Suara.com - Pemerintah Indonesia mengecam keras tindakan brutal militer Israel yang menyandera dan menyiksa relawan kemanusiaan Global Sumud Flotilla 2.0.
Aksi kekerasan di perairan internasional tersebut dinilai merubuhkan pilar kemanusiaan dunia secara terang-terangan.
Pelanggaran hukum internasional secara masif kembali dipertontonkan oleh Israel lewat operasi militer sepihak ini.
![Militer Israel mulai mencegat kapal dalam konvoi kemanusia untuk Gaza, Global Sumud Flotilla, yang berlayar menuju Jalur Gaza dari Turki. [Istimewa]](https://media.suara.com/pictures/653x366/2026/05/19/80538-tentara-israel.jpg)
Jakarta kini mengambil sikap diplomasi ofensif guna membongkar kesewenang-wenangan terhadap misi bantuan sipil.
Fokus utama diplomasi Indonesia kini diarahkan sepenuhnya pada keselamatan warga negara yang disandera.
Langkah taktis pencarian jalur evakuasi mulai digelar demi membawa pulang para pejuang kemanusiaan.
"Pemerintah Indonesia terus fokus melakukan berbagai upaya untuk membebaskan seluruh WNI yang ditangkap," dalam pernyataan Kementerian Luar Negeri.
![Militer Israel mulai mencegat kapal dalam konvoi kemanusia untuk Gaza, Global Sumud Flotilla, yang berlayar menuju Jalur Gaza dari Turki. [Istimewa]](https://media.suara.com/pictures/653x366/2026/05/19/83131-tentara-israel.jpg)
Sikap tegas ini menjadi sinyal bahwa Indonesia tidak akan tinggal diam atas penindasan relawan.
Langkah mitigasi risiko sebenarnya telah dirancang jauh sebelum armada kapal kemanusiaan tersebut bertolak.
Kementerian Luar Negeri bersama simpul perwakilan diplomatik terkait terus bergerak di jalur hukum internasional.
Negosiasi lintas negara diperketat demi memastikan hak-hak dasar para korban penculikan militer terpenuhi.
Pemerintah menegaskan tidak ada ruang kompromi bagi keselamatan warga negara di zona konflik.
Sinergi dengan lembaga internasional dipacu untuk memperkuat tekanan global terhadap otoritas Tel Aviv.
"Pelindungan WNI merupakan prioritas utama dan Pemerintah Indonesia akan terus mengawal proses pembebasan hingga seluruh WNI dapat kembali dengan selamat ke tanah air secepatnya."
Keluarga relawan di tanah air terus mendapatkan pembaruan informasi berkala mengenai perkembangan di lapangan.
Konsistensi perlindungan ini menjadi bukti kehadiran negara dalam melindungi warganya di luar negeri.
Insiden tragis ini bermula saat armada Global Sumud Flotilla 2.0 bergerak membawa bantuan logistik.
Pelayaran tersebut murni membawa misi solidaritas global untuk menembus blokade ilegal di Gaza.
Namun, militer Israel merespons misi damai tersebut dengan kekuatan senjata dan penangkapan paksa.
Dunia kini menanti ketegasan komunitas internasional atas pelanggaran hak asasi manusia yang berulang ini.

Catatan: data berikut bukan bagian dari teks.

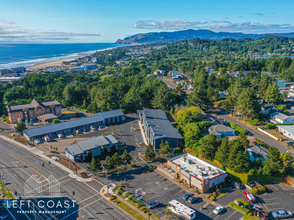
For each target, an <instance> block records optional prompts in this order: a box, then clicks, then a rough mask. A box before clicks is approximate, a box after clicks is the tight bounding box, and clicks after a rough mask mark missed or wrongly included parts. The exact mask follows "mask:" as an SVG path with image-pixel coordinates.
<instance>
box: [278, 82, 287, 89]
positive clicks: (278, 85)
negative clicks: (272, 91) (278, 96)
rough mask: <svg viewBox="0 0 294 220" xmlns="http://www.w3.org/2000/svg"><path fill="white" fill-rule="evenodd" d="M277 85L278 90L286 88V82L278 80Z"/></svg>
mask: <svg viewBox="0 0 294 220" xmlns="http://www.w3.org/2000/svg"><path fill="white" fill-rule="evenodd" d="M277 85H278V87H279V88H285V87H286V80H278V81H277Z"/></svg>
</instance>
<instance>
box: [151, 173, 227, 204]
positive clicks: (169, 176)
mask: <svg viewBox="0 0 294 220" xmlns="http://www.w3.org/2000/svg"><path fill="white" fill-rule="evenodd" d="M155 171H156V172H157V173H159V174H161V175H163V176H165V177H167V178H168V179H169V180H170V181H172V182H173V183H174V184H176V185H177V186H179V187H181V188H182V189H183V190H185V191H186V192H187V193H191V192H192V193H193V194H195V192H194V189H192V188H188V187H186V186H184V185H183V184H182V183H179V182H178V181H177V180H176V179H171V178H170V176H169V175H167V174H166V171H164V169H162V168H160V167H157V169H155ZM200 195H202V194H200ZM203 201H204V202H206V204H205V205H204V206H203V208H206V207H207V206H208V205H209V204H211V205H213V206H223V205H220V204H219V203H217V202H214V201H211V200H210V199H207V198H205V197H204V195H203ZM223 207H225V208H228V206H223Z"/></svg>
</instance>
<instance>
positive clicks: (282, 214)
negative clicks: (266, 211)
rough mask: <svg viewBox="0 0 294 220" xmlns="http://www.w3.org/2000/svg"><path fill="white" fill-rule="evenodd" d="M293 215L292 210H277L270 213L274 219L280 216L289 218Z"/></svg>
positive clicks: (291, 216) (278, 218) (279, 218)
mask: <svg viewBox="0 0 294 220" xmlns="http://www.w3.org/2000/svg"><path fill="white" fill-rule="evenodd" d="M292 216H293V214H292V212H290V211H284V210H281V211H277V212H273V213H272V217H273V218H274V219H281V218H291V217H292Z"/></svg>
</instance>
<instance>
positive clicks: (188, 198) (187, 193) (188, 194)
mask: <svg viewBox="0 0 294 220" xmlns="http://www.w3.org/2000/svg"><path fill="white" fill-rule="evenodd" d="M191 196H193V194H192V193H187V194H185V195H184V196H183V199H184V200H186V201H187V200H188V199H189V198H190V197H191Z"/></svg>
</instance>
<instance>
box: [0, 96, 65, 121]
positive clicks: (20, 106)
mask: <svg viewBox="0 0 294 220" xmlns="http://www.w3.org/2000/svg"><path fill="white" fill-rule="evenodd" d="M61 107H62V106H61V104H60V103H59V102H58V101H56V100H51V101H43V102H38V101H36V100H35V99H34V100H33V101H32V102H31V103H25V104H19V105H7V106H6V108H7V112H8V118H9V121H11V122H12V123H17V122H19V121H21V120H24V121H26V120H27V121H30V120H35V119H37V118H38V116H39V115H44V114H50V113H51V114H54V115H56V116H61Z"/></svg>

Lembaga hak asasi manusia Israel, Adalah, berhasil mendokumentasikan berbagai bukti kekerasan fisik dan psikologis yang menimpa para relawan tersebut.

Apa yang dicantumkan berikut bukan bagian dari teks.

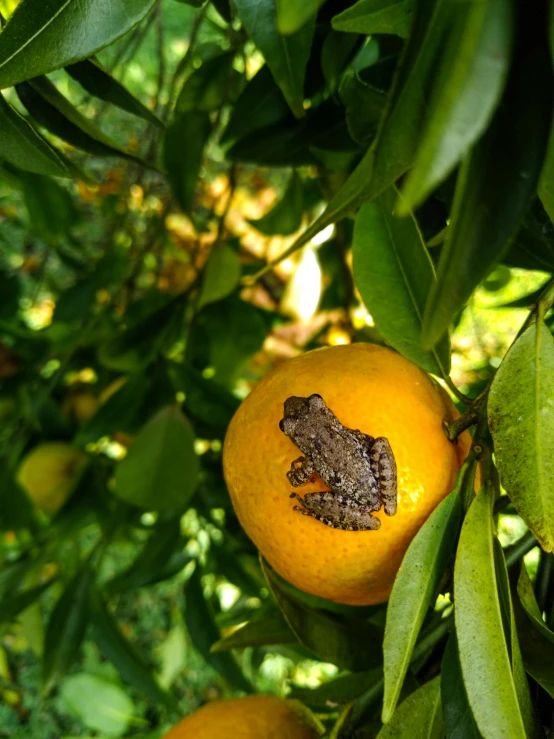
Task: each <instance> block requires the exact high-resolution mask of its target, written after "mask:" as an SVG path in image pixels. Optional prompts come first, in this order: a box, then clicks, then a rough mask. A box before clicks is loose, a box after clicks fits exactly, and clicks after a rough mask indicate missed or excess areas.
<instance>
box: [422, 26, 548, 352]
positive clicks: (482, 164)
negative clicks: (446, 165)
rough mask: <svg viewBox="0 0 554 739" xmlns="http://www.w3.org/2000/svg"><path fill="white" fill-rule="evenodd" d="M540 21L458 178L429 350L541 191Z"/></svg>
mask: <svg viewBox="0 0 554 739" xmlns="http://www.w3.org/2000/svg"><path fill="white" fill-rule="evenodd" d="M541 22H542V21H540V20H539V14H537V16H536V19H535V17H534V16H533V23H526V24H522V26H521V28H522V31H521V33H520V34H519V36H518V39H519V41H518V43H519V46H518V48H517V50H516V54H515V59H514V63H513V64H512V68H511V69H512V74H511V75H510V79H509V82H508V86H507V89H506V92H505V94H504V96H503V99H502V102H501V104H500V106H499V108H498V110H497V113H496V115H495V117H494V120H493V122H492V124H491V126H490V127H489V129H488V131H487V133H486V134H485V135H484V136H483V137H482V138H481V139H480V141H479V142H478V143H477V145H476V146H475V147H474V148H473V150H472V152H471V154H470V155H469V157H468V159H467V160H466V161H465V163H464V165H463V166H462V168H461V171H460V174H459V176H458V182H457V185H456V192H455V196H454V203H453V206H452V213H451V223H450V226H449V229H448V234H447V238H446V243H445V245H444V247H443V249H442V252H441V256H440V262H439V266H438V269H437V283H436V285H435V286H434V287H433V289H432V290H431V293H430V295H429V299H428V301H427V305H426V308H425V313H424V317H423V331H422V341H423V345H424V346H427V347H429V346H433V345H434V344H435V343H436V341H437V340H438V339H440V338H441V337H442V335H443V334H444V332H445V330H446V329H447V328H448V326H449V325H450V324H451V323H452V321H453V319H454V317H455V316H456V314H457V313H458V312H459V311H460V310H461V309H462V308H463V306H464V304H465V302H466V300H467V299H468V298H469V297H470V295H471V293H472V292H473V290H474V289H475V288H476V287H477V285H478V284H479V283H480V282H481V280H482V279H483V278H484V277H486V275H487V274H488V272H489V271H490V269H491V268H492V267H493V265H494V264H495V263H496V262H497V261H499V260H500V259H501V258H502V256H503V254H505V253H506V250H507V249H508V247H509V244H510V240H511V239H512V238H513V237H514V235H515V233H516V230H517V228H518V226H519V224H520V221H521V220H522V218H523V216H524V214H525V211H526V209H527V207H528V205H529V203H530V200H531V198H532V196H533V194H534V193H535V190H536V188H537V184H538V180H539V176H540V171H541V167H542V163H543V159H544V156H545V153H546V146H547V143H548V135H549V132H550V120H551V117H552V80H551V71H550V69H549V66H550V63H549V59H548V50H547V49H546V44H542V43H541V42H540V41H537V39H542V35H541V29H540V28H538V29H537V34H536V37H535V35H532V33H531V32H532V31H533V30H534V28H533V26H534V24H535V23H541ZM527 26H531V27H530V28H528V27H527ZM530 81H531V82H530ZM506 152H509V155H508V156H507V155H506ZM522 172H523V173H524V176H523V177H522V176H521V173H522Z"/></svg>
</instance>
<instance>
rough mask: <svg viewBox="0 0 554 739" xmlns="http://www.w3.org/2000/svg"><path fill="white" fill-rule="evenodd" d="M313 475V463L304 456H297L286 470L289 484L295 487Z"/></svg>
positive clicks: (310, 478) (303, 483) (303, 484)
mask: <svg viewBox="0 0 554 739" xmlns="http://www.w3.org/2000/svg"><path fill="white" fill-rule="evenodd" d="M314 475H315V468H314V463H313V462H312V460H311V459H307V458H306V457H298V459H295V460H294V462H293V463H292V464H291V466H290V470H289V471H288V472H287V477H288V478H289V482H290V484H291V485H292V486H293V487H295V488H297V487H299V486H300V485H304V483H306V482H308V481H309V480H311V479H312V478H313V476H314Z"/></svg>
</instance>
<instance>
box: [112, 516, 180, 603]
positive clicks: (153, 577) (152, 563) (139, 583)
mask: <svg viewBox="0 0 554 739" xmlns="http://www.w3.org/2000/svg"><path fill="white" fill-rule="evenodd" d="M185 543H186V542H185V541H183V540H182V538H181V529H180V524H179V519H178V518H177V519H175V518H171V519H170V520H168V521H162V522H161V523H158V524H157V525H156V526H155V527H154V529H153V531H152V533H151V534H150V537H149V538H148V541H147V542H146V544H145V545H144V547H143V548H142V551H141V552H140V554H139V555H138V557H137V558H136V559H135V560H134V561H133V562H132V564H131V565H130V566H129V567H128V568H127V569H126V570H125V571H124V572H122V573H120V574H119V575H116V576H115V577H114V578H112V579H111V580H109V582H108V583H107V584H106V592H108V593H119V592H122V591H125V590H131V589H134V588H143V587H145V586H147V585H153V584H154V583H156V582H160V581H161V580H165V579H168V578H169V577H172V576H173V575H175V574H176V573H177V572H179V571H180V570H182V569H183V567H184V566H185V565H186V564H187V563H188V562H190V561H191V559H192V557H191V556H190V555H189V554H187V553H186V552H185V551H184V545H185Z"/></svg>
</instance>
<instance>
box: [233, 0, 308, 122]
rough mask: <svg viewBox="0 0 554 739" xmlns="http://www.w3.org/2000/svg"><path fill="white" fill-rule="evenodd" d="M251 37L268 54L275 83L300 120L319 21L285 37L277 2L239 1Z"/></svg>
mask: <svg viewBox="0 0 554 739" xmlns="http://www.w3.org/2000/svg"><path fill="white" fill-rule="evenodd" d="M235 5H236V7H237V10H238V14H239V16H240V19H241V21H242V23H243V25H244V28H245V30H246V32H247V34H248V35H249V36H250V38H251V39H252V41H253V42H254V43H255V44H256V46H257V47H258V49H259V50H260V51H261V53H262V54H263V55H264V57H265V60H266V63H267V66H268V67H269V68H270V70H271V73H272V75H273V77H274V78H275V82H276V83H277V84H278V85H279V87H280V88H281V91H282V93H283V95H284V96H285V99H286V101H287V103H288V104H289V107H290V109H291V110H292V112H293V113H294V115H295V116H296V117H297V118H301V117H302V116H303V115H304V107H303V103H304V78H305V75H306V65H307V63H308V59H309V56H310V50H311V46H312V39H313V35H314V29H315V18H311V19H309V20H308V21H307V22H306V23H305V24H304V25H303V26H302V28H301V29H300V30H298V31H296V33H293V34H291V35H289V36H282V35H281V33H280V32H279V30H278V28H277V0H259V1H258V2H256V3H252V2H251V1H250V0H235Z"/></svg>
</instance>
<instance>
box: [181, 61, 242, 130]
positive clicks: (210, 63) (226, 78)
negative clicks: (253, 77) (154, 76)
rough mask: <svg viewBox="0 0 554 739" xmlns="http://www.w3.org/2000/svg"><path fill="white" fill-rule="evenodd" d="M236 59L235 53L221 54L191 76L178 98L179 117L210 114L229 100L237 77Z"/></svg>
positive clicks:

Dikutip dari Anadolu, tindakan tidak manusiawi ini memicu gelombang kecaman internasional karena menargetkan misi bantuan sipil untuk warga Gaza.
Sedikitnya tiga aktivis dilaporkan harus dilarikan ke rumah sakit akibat menderita cedera yang sangat serius.
Puluhan peserta aksi lainnya diduga mengalami patah tulang rusuk hingga kesulitan bernapas akibat penganiayaan berulang.
Tim hukum Adalah mengonfirmasi adanya kesaksian yang konsisten mengenai penggunaan alat sengatan listrik terhadap para tahanan.
Para relawan kemanusiaan tersebut dipaksa bertahan dalam posisi tubuh yang menyakitkan serta merendahkan martabat manusia.